- Born: David Czapelski February 4, 1921 Wolbrom, Olkusz County, Poland
- Died: February 8, 2015 (aged 94) Israel
- Occupations: Real estate developer, philanthropist
- Spouse: Fela Shapell
- Children: Rochelle Shapell Benjamin Shapell Irvin Shapell
- Relatives: Nathan Shapell (brother) Sala Shapell (sister) Max Webb (brother-in-law) Vera Guerin (niece)

= David Shapell =

David Shapell (February 4, 1921 - February 8, 2015) was a Polish-born American real estate developer and philanthropist from Los Angeles, California. A Holocaust survivor, he was the co-founder of one of the largest real estate development companies in Southern California. He supported Jewish charitable causes in the United States and Israel.

==Early life==
David Shapell was born as David Czapelski on February 4, 1921, in Wolbrom, a shtetl in Poland. His father was a goose farmer.
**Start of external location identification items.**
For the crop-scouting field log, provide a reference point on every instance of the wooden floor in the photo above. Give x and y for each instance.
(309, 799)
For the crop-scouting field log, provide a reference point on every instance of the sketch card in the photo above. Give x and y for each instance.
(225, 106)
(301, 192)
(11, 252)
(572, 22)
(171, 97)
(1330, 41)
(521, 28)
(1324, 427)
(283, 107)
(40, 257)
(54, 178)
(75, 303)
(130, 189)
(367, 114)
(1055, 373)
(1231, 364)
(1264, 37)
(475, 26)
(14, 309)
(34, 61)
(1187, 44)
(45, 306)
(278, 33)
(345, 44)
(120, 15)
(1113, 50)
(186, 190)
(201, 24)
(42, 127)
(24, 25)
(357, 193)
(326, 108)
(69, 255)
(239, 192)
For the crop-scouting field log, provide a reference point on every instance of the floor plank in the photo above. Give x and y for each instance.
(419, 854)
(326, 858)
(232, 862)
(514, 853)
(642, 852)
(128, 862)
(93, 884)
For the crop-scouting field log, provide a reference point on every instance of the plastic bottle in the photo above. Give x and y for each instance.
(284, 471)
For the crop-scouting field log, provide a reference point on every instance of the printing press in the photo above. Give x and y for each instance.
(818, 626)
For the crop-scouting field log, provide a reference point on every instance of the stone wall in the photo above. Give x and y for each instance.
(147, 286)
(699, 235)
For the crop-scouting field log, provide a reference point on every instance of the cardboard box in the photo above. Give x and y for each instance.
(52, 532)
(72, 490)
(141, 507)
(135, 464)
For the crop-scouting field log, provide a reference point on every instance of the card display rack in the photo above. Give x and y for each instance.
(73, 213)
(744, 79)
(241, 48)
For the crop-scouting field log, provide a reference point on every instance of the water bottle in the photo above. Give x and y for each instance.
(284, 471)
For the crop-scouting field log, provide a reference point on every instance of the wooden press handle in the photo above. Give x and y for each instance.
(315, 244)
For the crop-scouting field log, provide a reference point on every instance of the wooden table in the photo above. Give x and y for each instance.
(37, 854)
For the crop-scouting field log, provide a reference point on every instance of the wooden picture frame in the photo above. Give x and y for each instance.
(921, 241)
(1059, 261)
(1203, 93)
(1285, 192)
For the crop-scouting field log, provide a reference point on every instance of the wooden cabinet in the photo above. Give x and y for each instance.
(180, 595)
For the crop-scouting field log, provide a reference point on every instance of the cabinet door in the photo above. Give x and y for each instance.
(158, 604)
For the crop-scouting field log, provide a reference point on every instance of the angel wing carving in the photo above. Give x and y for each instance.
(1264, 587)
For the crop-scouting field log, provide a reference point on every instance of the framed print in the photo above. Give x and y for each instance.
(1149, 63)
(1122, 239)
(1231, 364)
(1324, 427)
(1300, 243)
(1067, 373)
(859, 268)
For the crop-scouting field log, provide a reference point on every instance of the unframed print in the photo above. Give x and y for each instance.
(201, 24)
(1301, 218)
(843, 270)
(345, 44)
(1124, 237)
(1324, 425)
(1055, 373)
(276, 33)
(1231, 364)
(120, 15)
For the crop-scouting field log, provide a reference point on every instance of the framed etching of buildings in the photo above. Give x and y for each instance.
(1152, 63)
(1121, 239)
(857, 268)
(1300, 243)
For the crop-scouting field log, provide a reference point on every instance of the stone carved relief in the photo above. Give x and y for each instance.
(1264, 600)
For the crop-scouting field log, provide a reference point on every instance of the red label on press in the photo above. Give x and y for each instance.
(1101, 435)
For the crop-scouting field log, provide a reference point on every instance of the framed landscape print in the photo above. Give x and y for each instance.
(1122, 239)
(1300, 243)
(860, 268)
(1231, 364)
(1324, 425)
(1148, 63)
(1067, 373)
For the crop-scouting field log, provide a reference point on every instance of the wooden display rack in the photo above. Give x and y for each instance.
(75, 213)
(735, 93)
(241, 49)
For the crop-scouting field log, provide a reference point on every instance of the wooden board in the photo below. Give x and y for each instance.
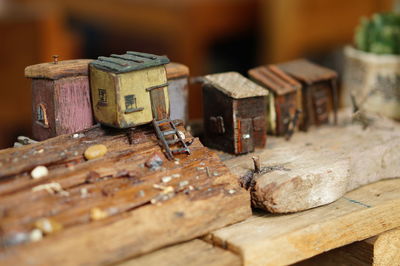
(318, 167)
(62, 69)
(380, 250)
(139, 219)
(271, 239)
(195, 253)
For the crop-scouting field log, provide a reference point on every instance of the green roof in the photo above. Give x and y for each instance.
(128, 62)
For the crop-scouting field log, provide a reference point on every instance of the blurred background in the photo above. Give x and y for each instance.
(207, 35)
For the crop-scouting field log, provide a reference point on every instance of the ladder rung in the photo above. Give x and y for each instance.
(169, 132)
(181, 150)
(173, 141)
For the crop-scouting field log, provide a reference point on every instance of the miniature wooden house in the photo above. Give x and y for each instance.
(60, 98)
(284, 99)
(234, 113)
(129, 90)
(319, 91)
(178, 77)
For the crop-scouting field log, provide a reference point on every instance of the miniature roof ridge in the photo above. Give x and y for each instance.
(144, 55)
(126, 57)
(131, 61)
(235, 85)
(274, 79)
(306, 71)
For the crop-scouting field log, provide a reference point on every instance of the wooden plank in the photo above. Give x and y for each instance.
(383, 249)
(318, 167)
(271, 239)
(66, 68)
(195, 253)
(140, 215)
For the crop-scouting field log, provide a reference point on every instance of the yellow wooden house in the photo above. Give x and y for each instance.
(130, 89)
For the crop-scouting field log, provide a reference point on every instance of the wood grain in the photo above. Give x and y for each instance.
(139, 219)
(66, 68)
(195, 253)
(380, 250)
(319, 167)
(271, 239)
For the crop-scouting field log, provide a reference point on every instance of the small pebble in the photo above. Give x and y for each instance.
(48, 226)
(35, 235)
(176, 175)
(231, 191)
(166, 179)
(39, 172)
(141, 193)
(84, 192)
(97, 214)
(183, 183)
(95, 151)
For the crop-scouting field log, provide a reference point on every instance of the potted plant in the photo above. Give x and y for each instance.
(372, 67)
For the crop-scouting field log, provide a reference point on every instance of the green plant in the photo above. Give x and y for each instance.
(380, 34)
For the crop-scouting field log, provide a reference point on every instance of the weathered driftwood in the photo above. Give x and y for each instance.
(142, 212)
(317, 168)
(380, 250)
(270, 239)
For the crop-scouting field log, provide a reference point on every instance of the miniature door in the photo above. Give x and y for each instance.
(320, 96)
(245, 135)
(158, 105)
(283, 107)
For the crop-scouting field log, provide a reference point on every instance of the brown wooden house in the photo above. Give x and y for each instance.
(60, 98)
(234, 113)
(319, 91)
(284, 99)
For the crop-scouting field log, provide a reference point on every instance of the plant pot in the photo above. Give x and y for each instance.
(374, 80)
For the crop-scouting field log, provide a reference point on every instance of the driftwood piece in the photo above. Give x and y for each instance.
(317, 168)
(271, 239)
(380, 250)
(142, 209)
(194, 253)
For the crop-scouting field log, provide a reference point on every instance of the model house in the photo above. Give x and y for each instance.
(60, 98)
(130, 89)
(234, 113)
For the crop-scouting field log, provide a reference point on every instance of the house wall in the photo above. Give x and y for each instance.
(253, 109)
(104, 114)
(285, 106)
(178, 95)
(309, 113)
(136, 83)
(74, 109)
(215, 104)
(43, 93)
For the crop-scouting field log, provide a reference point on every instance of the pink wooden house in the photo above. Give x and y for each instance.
(60, 98)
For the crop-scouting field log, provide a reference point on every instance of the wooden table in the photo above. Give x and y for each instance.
(266, 239)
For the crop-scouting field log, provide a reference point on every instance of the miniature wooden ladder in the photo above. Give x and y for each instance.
(167, 143)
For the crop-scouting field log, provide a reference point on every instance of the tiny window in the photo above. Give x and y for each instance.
(130, 102)
(41, 115)
(102, 96)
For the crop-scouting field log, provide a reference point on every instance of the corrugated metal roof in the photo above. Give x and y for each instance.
(128, 62)
(306, 71)
(235, 85)
(274, 79)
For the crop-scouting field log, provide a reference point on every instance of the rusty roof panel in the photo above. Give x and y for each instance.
(307, 71)
(274, 79)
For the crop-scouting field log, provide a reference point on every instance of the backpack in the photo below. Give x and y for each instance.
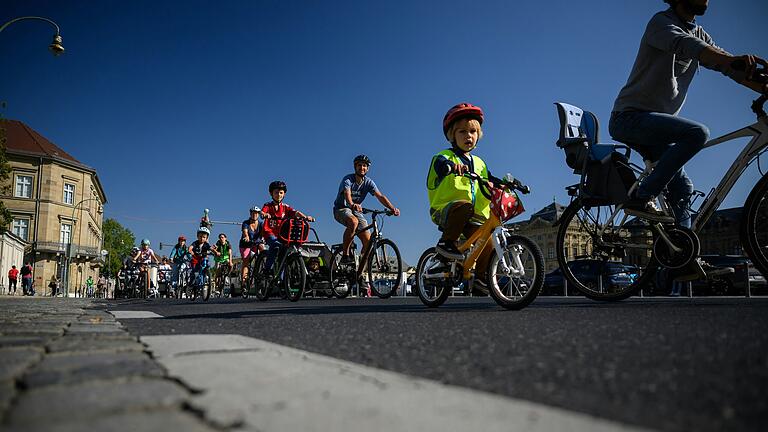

During World War II, he escaped Poland and fought in the Polish army under Soviet control throughout the rest of the war. By the end of the war, most of his family members had been murdered by the Nazis, except for one brother, Nathan Shapell, and a sister.
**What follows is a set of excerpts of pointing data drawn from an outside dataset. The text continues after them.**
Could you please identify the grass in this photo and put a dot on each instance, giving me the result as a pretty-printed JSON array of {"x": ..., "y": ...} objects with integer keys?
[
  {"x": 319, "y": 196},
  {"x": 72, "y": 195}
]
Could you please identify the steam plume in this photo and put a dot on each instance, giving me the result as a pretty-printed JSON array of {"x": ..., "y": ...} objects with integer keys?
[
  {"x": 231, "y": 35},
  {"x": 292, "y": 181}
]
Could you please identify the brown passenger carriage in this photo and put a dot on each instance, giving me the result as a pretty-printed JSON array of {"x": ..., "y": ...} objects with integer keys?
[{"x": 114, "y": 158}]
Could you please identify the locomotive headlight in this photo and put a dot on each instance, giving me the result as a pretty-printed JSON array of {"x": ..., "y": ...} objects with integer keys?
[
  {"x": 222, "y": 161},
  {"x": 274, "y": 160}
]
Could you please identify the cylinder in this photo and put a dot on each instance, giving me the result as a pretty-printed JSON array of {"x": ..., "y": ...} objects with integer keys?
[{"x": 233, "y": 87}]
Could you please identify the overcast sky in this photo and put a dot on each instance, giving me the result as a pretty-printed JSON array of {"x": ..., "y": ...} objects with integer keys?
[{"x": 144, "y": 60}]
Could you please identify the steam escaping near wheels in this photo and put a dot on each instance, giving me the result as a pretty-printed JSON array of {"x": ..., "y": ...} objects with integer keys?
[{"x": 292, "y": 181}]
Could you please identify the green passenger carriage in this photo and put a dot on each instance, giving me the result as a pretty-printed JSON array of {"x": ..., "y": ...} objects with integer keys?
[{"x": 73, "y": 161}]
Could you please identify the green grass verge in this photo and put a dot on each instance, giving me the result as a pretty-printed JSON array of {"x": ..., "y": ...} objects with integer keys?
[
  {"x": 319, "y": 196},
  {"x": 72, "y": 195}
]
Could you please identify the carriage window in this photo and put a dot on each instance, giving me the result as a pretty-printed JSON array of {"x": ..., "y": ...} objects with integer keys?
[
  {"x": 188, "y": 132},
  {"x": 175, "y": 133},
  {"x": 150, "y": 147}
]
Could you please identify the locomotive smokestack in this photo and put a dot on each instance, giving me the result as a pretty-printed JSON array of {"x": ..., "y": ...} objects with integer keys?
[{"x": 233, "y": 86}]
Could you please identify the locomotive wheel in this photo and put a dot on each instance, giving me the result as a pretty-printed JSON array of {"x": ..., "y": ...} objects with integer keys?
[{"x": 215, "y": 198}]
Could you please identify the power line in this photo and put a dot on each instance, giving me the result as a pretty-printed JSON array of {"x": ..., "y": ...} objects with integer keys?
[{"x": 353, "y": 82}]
Shortly after the war, he lived in Germany, and emigrated to the United States in the early 1950s.

==Career==
Shapell first worked for a relative who owned a grocery store in Detroit, Michigan, alongside his brother Nathan.

In 1955, they moved to Los Angeles, California, and co-founded a real estate development company with their brother-in-law, Max Webb. It became known as Shapell Industries, one of the largest developers in Southern California. It was acquired by Toll Brothers in 2013.

==Philanthropy==
He made charitable contributions to the Friends of the IDF, a fundraising organization for the Israel Defense Forces. He also endowed the Darche Noam yeshiva and the Midreshet Rachel women's seminary in Jerusalem. In 2006, he made a donation for the establishment of the David and Fela Shapell Family Shoah and Heroism Study Center for Youth at Yad Vashem in Jerusalem. Through the David and Fela Shapell Family Foundation, he has also endowed the David and Fela Shapell Digitalization Project at the National Library of Israel in Jerusalem. He has also endowed the David and Fela Shapell Family Center for Genetic Disorders Research at the Weizmann Institute of Science in Rehovot, Israel.

He served on the board of trustees of the Simon Wiesenthal Center in Los Angeles. In 2013, he made a donation of $15 million to the United States Holocaust Memorial Museum in Washington, D.C., where The David and Fela Shapell Family Collections and Conservation Center is named in his honor.

From 1979 to his death, Shapell, his wife and family paid an annual visit to Wolbrom or Auschwitz in honor of their relatives who were victims of Nazi Germany. During those visits, they said Jewish prayers, also known as Kaddish, and lit candles in their memory.

==Personal life==
Shapell was an Orthodox Jew. He was married to Fela Shapell, a Holocaust survivor who was liberated from the Bergen-Belsen concentration camp at the end of the war, for sixty-five years. They had three children: Rochelle, Benjamin and Irvin. They resided in Los Angeles, California.

==Death==
He died on February 8, 2015, in Israel after battling lung cancer and pneumonia. He was ninety-four years old. He was buried at the Eretz Hachaim Cemetery near Beit Shemesh, Israel.